Sick in the Head gets into the nuts and bolts of comedy, and it’s occasionally very funny, because you’re basically listening in on casual conversations by very funny people. Apatow is the ultimate geek, because he not only practices comedy, he studies it and analyzes it, like it’s gonna be on a test next week. You pick up interesting tidbits, like how weird it is that so many skateboarders go on to become funny, creative people because it’s such a maverick sport (as Spike Jonze puts it, “in skateboarding the city is this place for you to reinvent”). You learn how Letterman and Leno basically expanded upon a style that TV pioneer Steve Allen had created decades before: funny man-on-the-street interviews, stupid stunts like the “human teabag.”

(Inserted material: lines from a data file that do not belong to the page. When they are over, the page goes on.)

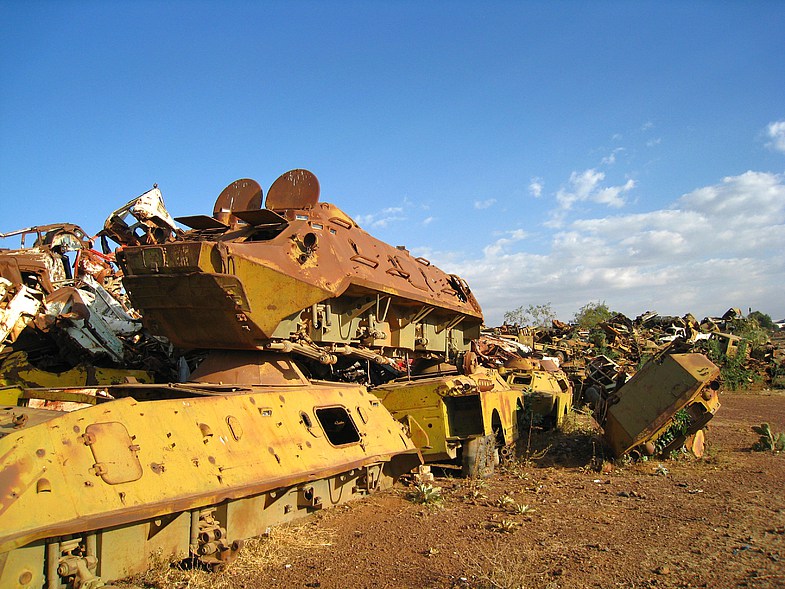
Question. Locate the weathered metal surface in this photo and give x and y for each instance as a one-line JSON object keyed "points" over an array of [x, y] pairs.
{"points": [[443, 413], [303, 272], [125, 464]]}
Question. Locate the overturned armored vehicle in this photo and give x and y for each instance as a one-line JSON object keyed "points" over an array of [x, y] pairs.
{"points": [[300, 277], [98, 479]]}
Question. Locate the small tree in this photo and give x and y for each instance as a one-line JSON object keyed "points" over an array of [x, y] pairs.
{"points": [[592, 314], [534, 315]]}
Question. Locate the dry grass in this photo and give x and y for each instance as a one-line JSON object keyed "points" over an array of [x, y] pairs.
{"points": [[501, 565], [259, 558]]}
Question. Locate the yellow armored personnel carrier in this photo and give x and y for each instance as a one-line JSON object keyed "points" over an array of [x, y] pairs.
{"points": [[467, 421], [297, 276], [96, 480]]}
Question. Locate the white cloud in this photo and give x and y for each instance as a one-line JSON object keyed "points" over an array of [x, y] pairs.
{"points": [[535, 187], [611, 159], [776, 132], [484, 204], [715, 247], [587, 186], [381, 218]]}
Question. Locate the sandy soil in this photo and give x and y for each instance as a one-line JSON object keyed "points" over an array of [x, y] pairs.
{"points": [[715, 522]]}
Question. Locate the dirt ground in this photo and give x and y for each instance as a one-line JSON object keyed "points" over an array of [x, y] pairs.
{"points": [[715, 522]]}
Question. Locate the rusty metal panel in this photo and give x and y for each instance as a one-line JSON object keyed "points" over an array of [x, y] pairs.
{"points": [[644, 407]]}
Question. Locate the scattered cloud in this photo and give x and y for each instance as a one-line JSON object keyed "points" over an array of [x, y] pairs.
{"points": [[484, 204], [611, 159], [776, 132], [535, 187], [587, 186], [717, 246]]}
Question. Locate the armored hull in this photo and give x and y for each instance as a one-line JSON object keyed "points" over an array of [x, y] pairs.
{"points": [[180, 470], [299, 271]]}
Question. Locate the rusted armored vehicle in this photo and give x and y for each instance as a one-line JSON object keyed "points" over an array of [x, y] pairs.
{"points": [[297, 276], [63, 318], [467, 421], [547, 391], [664, 405], [300, 277], [97, 479]]}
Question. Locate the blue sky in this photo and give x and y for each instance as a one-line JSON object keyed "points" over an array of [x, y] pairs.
{"points": [[560, 152]]}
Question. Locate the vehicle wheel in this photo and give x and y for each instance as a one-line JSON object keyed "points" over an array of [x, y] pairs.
{"points": [[479, 457]]}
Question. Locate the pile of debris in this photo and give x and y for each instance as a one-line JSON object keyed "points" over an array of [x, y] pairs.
{"points": [[65, 319], [605, 357]]}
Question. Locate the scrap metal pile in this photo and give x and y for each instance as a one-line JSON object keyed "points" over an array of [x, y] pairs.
{"points": [[196, 386], [65, 319]]}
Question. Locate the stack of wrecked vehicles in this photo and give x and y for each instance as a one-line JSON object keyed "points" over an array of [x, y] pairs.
{"points": [[268, 362], [295, 311]]}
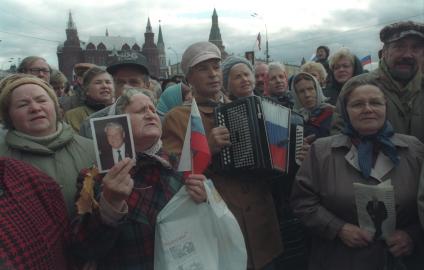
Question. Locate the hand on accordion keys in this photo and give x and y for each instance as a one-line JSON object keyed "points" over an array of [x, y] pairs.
{"points": [[218, 138], [307, 141]]}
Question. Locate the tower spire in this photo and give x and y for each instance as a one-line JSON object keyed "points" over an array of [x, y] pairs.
{"points": [[215, 35], [160, 37], [149, 26], [71, 24]]}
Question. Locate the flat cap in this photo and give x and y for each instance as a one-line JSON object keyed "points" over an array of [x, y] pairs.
{"points": [[199, 52], [399, 30], [133, 59]]}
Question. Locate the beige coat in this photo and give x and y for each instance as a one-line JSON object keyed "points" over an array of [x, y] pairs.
{"points": [[323, 199], [248, 197], [405, 109]]}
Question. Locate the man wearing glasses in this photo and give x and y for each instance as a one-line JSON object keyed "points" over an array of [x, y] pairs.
{"points": [[36, 66]]}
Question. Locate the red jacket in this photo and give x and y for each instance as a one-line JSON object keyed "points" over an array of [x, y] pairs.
{"points": [[34, 224]]}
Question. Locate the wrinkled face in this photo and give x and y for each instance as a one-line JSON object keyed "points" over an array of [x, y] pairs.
{"points": [[261, 75], [32, 111], [403, 57], [241, 81], [40, 69], [101, 89], [59, 89], [115, 137], [343, 70], [145, 122], [127, 77], [321, 54], [206, 78], [307, 94], [277, 79], [366, 108]]}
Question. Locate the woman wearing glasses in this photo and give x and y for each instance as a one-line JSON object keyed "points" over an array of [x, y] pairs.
{"points": [[343, 66]]}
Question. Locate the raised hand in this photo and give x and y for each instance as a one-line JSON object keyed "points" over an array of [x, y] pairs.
{"points": [[400, 243], [195, 187], [118, 184], [353, 236]]}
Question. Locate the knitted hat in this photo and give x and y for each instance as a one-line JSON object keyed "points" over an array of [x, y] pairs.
{"points": [[199, 52], [228, 64], [10, 83]]}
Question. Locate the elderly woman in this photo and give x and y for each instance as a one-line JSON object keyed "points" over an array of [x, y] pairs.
{"points": [[370, 153], [238, 77], [278, 87], [116, 225], [36, 66], [36, 135], [317, 70], [309, 101], [343, 66], [97, 85]]}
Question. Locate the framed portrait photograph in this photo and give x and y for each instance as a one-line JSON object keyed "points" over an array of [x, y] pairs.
{"points": [[113, 140]]}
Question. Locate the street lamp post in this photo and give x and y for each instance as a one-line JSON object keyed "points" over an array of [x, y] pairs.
{"points": [[256, 15], [176, 58]]}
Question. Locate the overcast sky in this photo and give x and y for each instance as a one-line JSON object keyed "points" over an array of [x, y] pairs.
{"points": [[295, 28]]}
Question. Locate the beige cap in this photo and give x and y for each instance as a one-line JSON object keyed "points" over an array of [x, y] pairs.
{"points": [[199, 52]]}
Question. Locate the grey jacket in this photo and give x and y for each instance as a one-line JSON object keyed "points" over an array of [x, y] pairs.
{"points": [[323, 199]]}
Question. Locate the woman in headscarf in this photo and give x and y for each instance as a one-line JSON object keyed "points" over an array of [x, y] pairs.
{"points": [[370, 153], [35, 134], [98, 88], [343, 66], [309, 101], [238, 77], [173, 96], [117, 211]]}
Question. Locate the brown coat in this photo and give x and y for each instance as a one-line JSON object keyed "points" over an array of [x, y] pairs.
{"points": [[405, 109], [323, 199], [248, 198]]}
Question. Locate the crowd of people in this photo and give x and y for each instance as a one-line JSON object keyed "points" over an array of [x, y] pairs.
{"points": [[362, 131]]}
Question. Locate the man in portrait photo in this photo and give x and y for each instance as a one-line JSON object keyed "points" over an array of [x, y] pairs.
{"points": [[116, 149]]}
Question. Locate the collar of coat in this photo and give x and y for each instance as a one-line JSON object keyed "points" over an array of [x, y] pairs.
{"points": [[203, 102], [382, 165], [46, 146]]}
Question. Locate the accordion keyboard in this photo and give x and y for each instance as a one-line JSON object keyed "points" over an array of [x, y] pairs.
{"points": [[241, 153], [299, 142]]}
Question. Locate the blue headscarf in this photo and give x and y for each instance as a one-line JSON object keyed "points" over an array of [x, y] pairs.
{"points": [[367, 144], [170, 98]]}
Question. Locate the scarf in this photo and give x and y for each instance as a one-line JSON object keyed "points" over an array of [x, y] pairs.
{"points": [[367, 145]]}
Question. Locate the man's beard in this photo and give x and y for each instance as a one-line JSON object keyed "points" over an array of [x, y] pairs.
{"points": [[404, 75]]}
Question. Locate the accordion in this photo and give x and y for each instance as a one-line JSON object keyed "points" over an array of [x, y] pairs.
{"points": [[264, 135]]}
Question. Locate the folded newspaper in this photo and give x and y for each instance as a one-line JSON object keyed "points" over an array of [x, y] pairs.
{"points": [[375, 205]]}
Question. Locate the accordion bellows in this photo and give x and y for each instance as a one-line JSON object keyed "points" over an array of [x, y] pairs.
{"points": [[261, 134]]}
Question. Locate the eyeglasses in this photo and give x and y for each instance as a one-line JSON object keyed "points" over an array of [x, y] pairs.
{"points": [[344, 66], [38, 70], [372, 104]]}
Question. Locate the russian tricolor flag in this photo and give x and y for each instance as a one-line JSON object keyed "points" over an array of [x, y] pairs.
{"points": [[195, 155], [366, 60]]}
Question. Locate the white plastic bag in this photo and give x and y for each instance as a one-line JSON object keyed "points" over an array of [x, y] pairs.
{"points": [[204, 236]]}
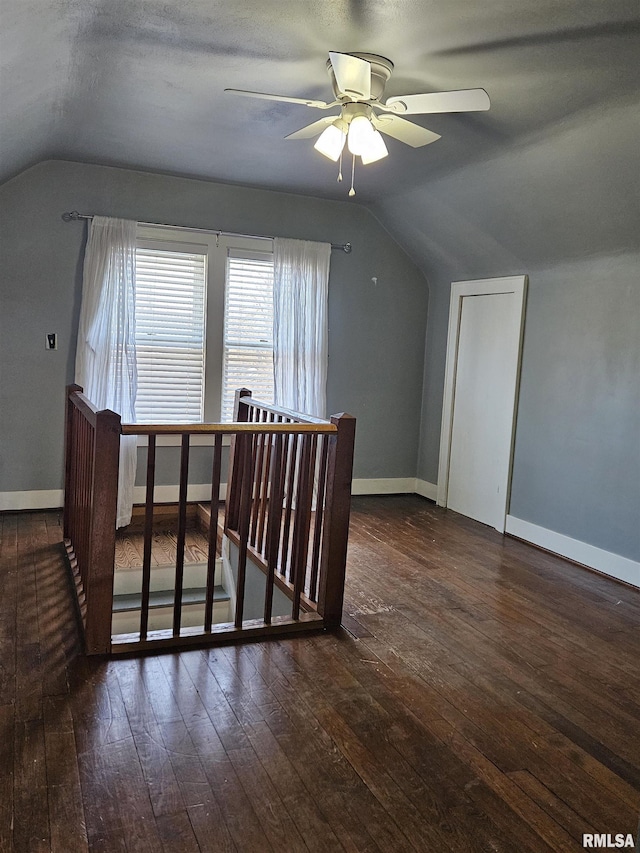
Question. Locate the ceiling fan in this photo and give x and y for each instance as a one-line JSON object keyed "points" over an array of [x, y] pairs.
{"points": [[358, 81]]}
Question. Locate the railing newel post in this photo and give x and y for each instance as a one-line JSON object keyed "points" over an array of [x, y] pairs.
{"points": [[102, 533], [336, 520]]}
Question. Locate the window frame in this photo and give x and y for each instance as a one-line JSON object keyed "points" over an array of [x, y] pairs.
{"points": [[216, 247]]}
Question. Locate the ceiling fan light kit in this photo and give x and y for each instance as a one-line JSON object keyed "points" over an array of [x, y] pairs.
{"points": [[358, 81]]}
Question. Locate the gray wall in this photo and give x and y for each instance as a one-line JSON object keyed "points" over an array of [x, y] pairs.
{"points": [[376, 334], [562, 208]]}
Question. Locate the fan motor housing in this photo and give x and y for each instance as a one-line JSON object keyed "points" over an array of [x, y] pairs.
{"points": [[381, 69]]}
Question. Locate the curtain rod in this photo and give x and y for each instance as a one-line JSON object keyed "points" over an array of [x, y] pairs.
{"points": [[74, 216]]}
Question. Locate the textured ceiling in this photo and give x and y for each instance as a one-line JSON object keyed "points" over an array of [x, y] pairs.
{"points": [[140, 84]]}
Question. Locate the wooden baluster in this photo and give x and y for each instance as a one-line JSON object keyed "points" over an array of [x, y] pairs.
{"points": [[289, 499], [213, 531], [245, 443], [182, 528], [264, 503], [148, 537], [103, 501], [258, 479], [304, 495], [274, 521], [318, 520], [336, 522]]}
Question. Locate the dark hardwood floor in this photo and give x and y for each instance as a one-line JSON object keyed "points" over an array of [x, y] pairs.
{"points": [[483, 696]]}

There’s a lot of comic wisdom here — about how to deal with life on the road as a comedian, how to make contacts and respect the process, and how not to yell at your staff (a lesson Apatow apparently did have to master). But there’s little secret knowledge given away. We discover that comedians are funny because they’re funny, or because they’re hostile and angry for not being noticed in high school (not all of them, though — some, like Fallon and Seinfeld, or freakishly well-adjusted). They’re funny because they want to share something with the world, and hone it down to the pithiest message ever (brevity is the soul of wit, after all). They’re funny because they work hard, or write well, or simply because they’re addicted to the laughter.